Fête commémorative du passage de Jeanne d'Arc à Troyes

et

ASCENSION DU BALLON l'AUBE

Le Petit Troyen

du 9 juillet 1929

Malgré les appréhensions qu'avaient pu faire naître les dispositions prises par le parti communiste, la journée de dimanche s'est déroulée dans le calme, à peine troublée, dans la matinée, par quelques légers incidents, lors de la formation du cortège et au cours du défilé en ville.

De neuf heures 30 à 10 heures, les sociétés d'Anciens Combattants et Victimes de la Guerre qui participaient à cette fête patriotique, les associations sportives catholiques se massaient boulevard Victor-Hugo, dont les abords étaient gardés par d'importantes forces de gardes mobiles, de gendarmes et de la police locale.

Ce service d'ordre était dirigé par M. le chef d'Escadron Bucquoy, de la gendarmerie, et par M. Pupet, commissaire central.

Quelques groupes, d'ailleurs peu nombreux, furent refoulés, et dispersés, sans résistance, dans les rues adjacentes; et, à 10 heures, le défilé encadré de gendarmes et de gardes à cheval, se mettait en route pour la Cathédrale, où avait lieu une première cérémonie religieuse.

Place Jean-Jaurès, un groupe de contre-manifestants s'étant reformé, derrière le cortège, entonna l' " Internationale ". Cette manifestation fragmentaire n'eut pas de suite, ceux qui l'avaient amorcée s'étant éloignés en voyant les gendarmes faire demi-tour. - Quelques coups de sifflets stridèrent, çà-et-là; et par la rue Emile Zola, place des Anciennes Boucheries, rues de l'Hôtel-de-Ville et de la Cité, le cortège gagna la Cathédrale.

Quelques manifestants ayant tenté de se rendre place Saint-Pierre, par la rue Urbain IV, ne purent y réussir, leur mouvement ayant été déjoué par les gendarmes.

A 10 heures 30, une cérémonie religieuse que présidait le cardinal Binet, archevêque de Besançon, réunissait à la cathédrale une foule nombreuse.
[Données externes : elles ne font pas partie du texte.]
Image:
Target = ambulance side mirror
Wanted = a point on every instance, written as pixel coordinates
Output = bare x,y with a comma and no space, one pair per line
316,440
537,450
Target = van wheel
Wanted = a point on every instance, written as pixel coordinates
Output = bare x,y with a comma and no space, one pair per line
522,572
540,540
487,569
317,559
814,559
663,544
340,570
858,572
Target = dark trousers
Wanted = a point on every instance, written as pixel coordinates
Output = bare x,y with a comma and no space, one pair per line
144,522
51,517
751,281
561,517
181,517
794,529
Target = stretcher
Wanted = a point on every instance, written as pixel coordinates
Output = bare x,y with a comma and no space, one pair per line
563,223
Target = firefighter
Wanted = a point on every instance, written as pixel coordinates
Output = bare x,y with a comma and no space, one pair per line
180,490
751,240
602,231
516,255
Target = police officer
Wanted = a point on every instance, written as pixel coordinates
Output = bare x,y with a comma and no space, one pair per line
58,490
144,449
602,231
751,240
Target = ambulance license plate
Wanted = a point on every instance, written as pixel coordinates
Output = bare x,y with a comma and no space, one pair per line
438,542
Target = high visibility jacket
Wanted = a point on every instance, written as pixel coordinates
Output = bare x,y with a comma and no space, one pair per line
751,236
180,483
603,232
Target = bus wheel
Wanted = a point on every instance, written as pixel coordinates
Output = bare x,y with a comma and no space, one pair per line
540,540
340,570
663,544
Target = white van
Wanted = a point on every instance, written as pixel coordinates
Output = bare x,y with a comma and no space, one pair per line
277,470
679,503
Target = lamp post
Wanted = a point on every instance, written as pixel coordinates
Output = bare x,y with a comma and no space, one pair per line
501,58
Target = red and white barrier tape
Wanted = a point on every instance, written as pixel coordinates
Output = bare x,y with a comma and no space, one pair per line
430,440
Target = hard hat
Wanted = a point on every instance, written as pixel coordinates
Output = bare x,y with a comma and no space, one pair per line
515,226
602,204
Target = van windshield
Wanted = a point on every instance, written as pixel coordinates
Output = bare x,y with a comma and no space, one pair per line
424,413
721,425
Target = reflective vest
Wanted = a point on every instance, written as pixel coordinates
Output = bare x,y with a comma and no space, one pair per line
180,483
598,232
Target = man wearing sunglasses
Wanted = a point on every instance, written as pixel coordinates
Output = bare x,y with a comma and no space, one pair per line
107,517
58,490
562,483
Après l'exécution d'un programme musical de choix, Mgr Grente, évêque du Mans prononça un éloquent panégyrique de l'héroïne, dont on fêtait, de façon solennelle, le souvenir.
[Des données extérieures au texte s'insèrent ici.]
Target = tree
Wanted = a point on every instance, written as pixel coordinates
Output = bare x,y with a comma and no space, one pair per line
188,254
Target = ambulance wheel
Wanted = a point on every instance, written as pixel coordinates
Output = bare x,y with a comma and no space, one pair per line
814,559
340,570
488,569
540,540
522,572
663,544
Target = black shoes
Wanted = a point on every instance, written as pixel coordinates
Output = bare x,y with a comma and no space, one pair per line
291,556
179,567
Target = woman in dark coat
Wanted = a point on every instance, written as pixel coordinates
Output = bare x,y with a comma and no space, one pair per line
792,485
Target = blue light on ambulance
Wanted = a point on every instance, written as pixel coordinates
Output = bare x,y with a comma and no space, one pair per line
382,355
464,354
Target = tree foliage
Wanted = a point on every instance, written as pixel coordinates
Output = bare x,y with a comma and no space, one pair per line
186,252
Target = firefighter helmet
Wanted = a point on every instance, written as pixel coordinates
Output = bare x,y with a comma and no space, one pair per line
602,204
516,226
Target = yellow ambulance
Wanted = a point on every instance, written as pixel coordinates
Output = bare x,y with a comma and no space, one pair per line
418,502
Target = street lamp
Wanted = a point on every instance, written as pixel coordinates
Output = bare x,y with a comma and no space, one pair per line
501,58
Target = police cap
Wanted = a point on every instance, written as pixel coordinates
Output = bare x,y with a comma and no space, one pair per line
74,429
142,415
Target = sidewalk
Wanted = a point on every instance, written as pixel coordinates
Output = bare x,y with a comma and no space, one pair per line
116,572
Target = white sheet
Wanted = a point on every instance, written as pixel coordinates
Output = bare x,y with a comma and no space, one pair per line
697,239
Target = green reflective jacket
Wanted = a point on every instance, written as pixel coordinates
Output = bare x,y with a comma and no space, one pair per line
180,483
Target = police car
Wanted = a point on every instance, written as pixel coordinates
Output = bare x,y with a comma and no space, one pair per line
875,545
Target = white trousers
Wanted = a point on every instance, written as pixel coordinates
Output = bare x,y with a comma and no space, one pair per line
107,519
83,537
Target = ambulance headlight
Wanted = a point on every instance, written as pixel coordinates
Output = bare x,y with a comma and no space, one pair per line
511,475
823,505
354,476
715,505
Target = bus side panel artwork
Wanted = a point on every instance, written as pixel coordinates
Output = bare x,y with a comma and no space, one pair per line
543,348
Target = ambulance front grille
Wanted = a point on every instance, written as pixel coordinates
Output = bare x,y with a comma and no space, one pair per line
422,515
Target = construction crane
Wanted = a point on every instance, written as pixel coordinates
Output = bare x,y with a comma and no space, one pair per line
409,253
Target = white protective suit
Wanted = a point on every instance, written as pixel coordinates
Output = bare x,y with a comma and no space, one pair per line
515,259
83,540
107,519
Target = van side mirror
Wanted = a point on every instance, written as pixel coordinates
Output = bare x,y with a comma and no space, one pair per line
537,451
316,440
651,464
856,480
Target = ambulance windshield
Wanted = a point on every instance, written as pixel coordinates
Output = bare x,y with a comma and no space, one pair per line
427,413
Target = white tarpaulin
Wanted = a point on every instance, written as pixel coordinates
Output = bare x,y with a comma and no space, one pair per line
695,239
La messe a été célébrée par Mgr Feltin, évêque de Troyes. M. Saint-Pé, organiste de la cathédrale, a su produire sur le merveilleux instrument, avec la réplique des trompettes, de sensationnels effets d'orgue.

AU BANQUET

A midi 30, un banquet d'une soixantaine de couverts réunissaient à Troyes pour la circonstance, les membres du Comité de la Fête, de la Société Académique de l'Aube, organisatrice de la journée, et quelques invités.
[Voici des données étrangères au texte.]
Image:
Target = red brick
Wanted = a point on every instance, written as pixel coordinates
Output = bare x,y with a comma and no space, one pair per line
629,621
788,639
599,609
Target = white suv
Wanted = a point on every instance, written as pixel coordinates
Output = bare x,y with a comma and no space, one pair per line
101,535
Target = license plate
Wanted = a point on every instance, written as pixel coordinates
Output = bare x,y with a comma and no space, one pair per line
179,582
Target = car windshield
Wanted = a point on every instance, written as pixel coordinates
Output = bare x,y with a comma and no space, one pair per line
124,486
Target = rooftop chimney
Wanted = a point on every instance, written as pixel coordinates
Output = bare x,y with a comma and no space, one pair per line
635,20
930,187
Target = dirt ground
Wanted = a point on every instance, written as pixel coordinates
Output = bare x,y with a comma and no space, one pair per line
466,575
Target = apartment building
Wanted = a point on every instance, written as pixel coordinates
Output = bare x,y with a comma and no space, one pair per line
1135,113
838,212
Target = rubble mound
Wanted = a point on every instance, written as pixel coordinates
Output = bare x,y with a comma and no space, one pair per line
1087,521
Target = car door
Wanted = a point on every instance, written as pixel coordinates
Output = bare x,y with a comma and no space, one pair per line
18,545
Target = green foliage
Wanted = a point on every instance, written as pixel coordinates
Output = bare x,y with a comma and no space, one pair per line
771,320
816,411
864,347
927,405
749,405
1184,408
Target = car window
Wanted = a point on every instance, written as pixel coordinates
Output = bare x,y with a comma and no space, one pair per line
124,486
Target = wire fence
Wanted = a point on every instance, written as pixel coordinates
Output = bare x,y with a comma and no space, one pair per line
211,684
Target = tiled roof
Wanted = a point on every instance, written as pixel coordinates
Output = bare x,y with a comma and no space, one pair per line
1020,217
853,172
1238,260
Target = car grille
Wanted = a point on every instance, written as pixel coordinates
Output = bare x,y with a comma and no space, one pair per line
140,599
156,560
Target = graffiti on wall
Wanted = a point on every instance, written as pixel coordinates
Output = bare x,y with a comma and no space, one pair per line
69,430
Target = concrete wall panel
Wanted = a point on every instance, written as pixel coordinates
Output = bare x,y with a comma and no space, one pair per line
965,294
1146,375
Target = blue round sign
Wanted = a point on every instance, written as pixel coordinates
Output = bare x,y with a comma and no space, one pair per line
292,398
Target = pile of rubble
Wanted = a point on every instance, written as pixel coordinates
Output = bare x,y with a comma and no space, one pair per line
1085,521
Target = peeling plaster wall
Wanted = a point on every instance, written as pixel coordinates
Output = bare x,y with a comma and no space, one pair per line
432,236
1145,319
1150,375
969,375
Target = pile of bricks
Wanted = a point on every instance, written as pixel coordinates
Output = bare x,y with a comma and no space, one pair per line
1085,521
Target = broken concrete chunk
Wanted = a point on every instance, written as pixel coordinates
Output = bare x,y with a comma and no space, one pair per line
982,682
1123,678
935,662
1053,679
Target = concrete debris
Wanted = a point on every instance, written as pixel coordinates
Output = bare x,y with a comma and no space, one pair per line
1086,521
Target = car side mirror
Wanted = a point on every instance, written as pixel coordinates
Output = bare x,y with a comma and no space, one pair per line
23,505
A la table d'honneur, présidée par M. André Viguié, préfet de l'Aube avaient pris place : à droite de M. le Préfet : le cardinal Binet, le commandant de gendarmerie Bucquoy; Mgr Grente, évêque du Mans, MM. Armbruster, sénateur, Boisseau, député, Jules Babeau, président de la Société Académique; de la Perrière, vice-président, de la Boulaye, etc...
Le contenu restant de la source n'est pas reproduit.